Ambiance fraîche, feutrée, studieuse. Dans la salle de lecture, des chercheurs arrivent du monde entier ; chacun doit étayer sa demande de consultation. Pour faire sortir l'édition originale de la première bible imprimée par Gutenberg, il faut une bonne raison, au moins que l'objet de la recherche ait à voir avec la qualité du papier employé... Dans la pénombre de la réserve, Geneviève Guilleminot sort un traité de médecine en hébreu, imprimé à Naples en 1491. L'objet se consulte posé sur futon : pas question d'abîmer la reliure. Celui-là, un pentateuque, a été imprimé à Venise, début XVIe. Une mention montre qu'il a appartenu à un couvent de Capucins. «Il a été confisqué à la Révolution. Une grande partie de nos collections vient des couvents», indique la conservatrice. Un autre, fragment de la Torah, a été imprimé à Constantinople en 1505. «C'est l'un des tout premiers ouvrages imprimés à Constantinople, sans doute par des Juifs espagnols passés par là.» Et puis il y a des ouvrages hybrides : texte en hébreu sur la page de droite, traduction en latin sur celle de gauche, comme cette grammaire imprimée à Bâle en 1551. «C'était à un moment où les chrétiens du XVIe siècle redécouvraient les langues anciennes, et cherchaient à apprendre le grec et l'hébreu», explique la spécialiste.
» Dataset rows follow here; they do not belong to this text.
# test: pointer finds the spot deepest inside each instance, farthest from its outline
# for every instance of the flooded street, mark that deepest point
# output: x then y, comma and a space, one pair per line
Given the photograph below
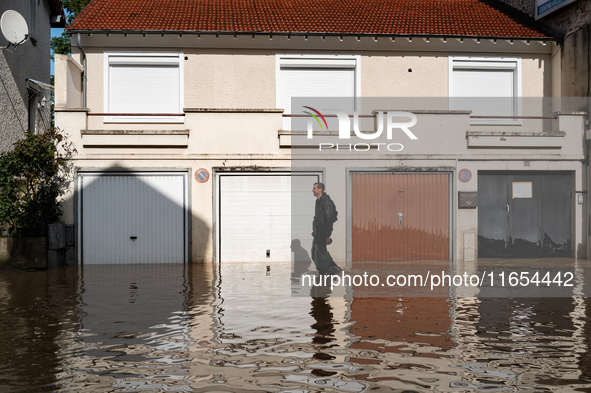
237, 328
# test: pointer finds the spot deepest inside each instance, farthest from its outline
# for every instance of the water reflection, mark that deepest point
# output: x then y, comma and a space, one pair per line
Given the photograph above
237, 328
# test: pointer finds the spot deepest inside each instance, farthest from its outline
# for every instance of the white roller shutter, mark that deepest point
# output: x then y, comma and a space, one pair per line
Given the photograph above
487, 88
331, 80
255, 215
140, 218
143, 84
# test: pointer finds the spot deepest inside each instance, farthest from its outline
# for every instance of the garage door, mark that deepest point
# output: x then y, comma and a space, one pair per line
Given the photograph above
259, 218
400, 216
524, 214
133, 218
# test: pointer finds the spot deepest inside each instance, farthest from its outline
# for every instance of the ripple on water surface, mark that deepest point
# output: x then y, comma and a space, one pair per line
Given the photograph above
237, 328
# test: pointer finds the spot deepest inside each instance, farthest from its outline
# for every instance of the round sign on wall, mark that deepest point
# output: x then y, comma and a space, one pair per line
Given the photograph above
465, 175
201, 175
Eléments à charge. La maîtresse des lieux n'a guère envie de s'épancher sur l'affaire du jour. Tout juste concède-t-elle que le marché des livres a connu un regain d'intérêt ces dernières années ; que même les bibliothèques ont du mal à suivre et sont contraintes à limiter leurs acquisitions. Les enquêteurs, eux, ont amarré l'affaire sur cette transaction chez Christie's, en 2000, qui leur offre un certain nombre d'éléments à charge. Pour le reste de la liste des vols, l'enquête se poursuit. Dans la petite équipe du fonds hébreu, qui se compte sur les doigts de la main, personne d'autre n'a été inquiété.

Jean-Noël Jeanneney se dit soucieux de la sécurité des collections 30 millions de pièces à surveiller ­ et va multiplier les inventaires : «Tous les grands établissements sont concernés par le sujet : la bibliothèque de Cambridge a connu les mêmes mésaventures récemment.»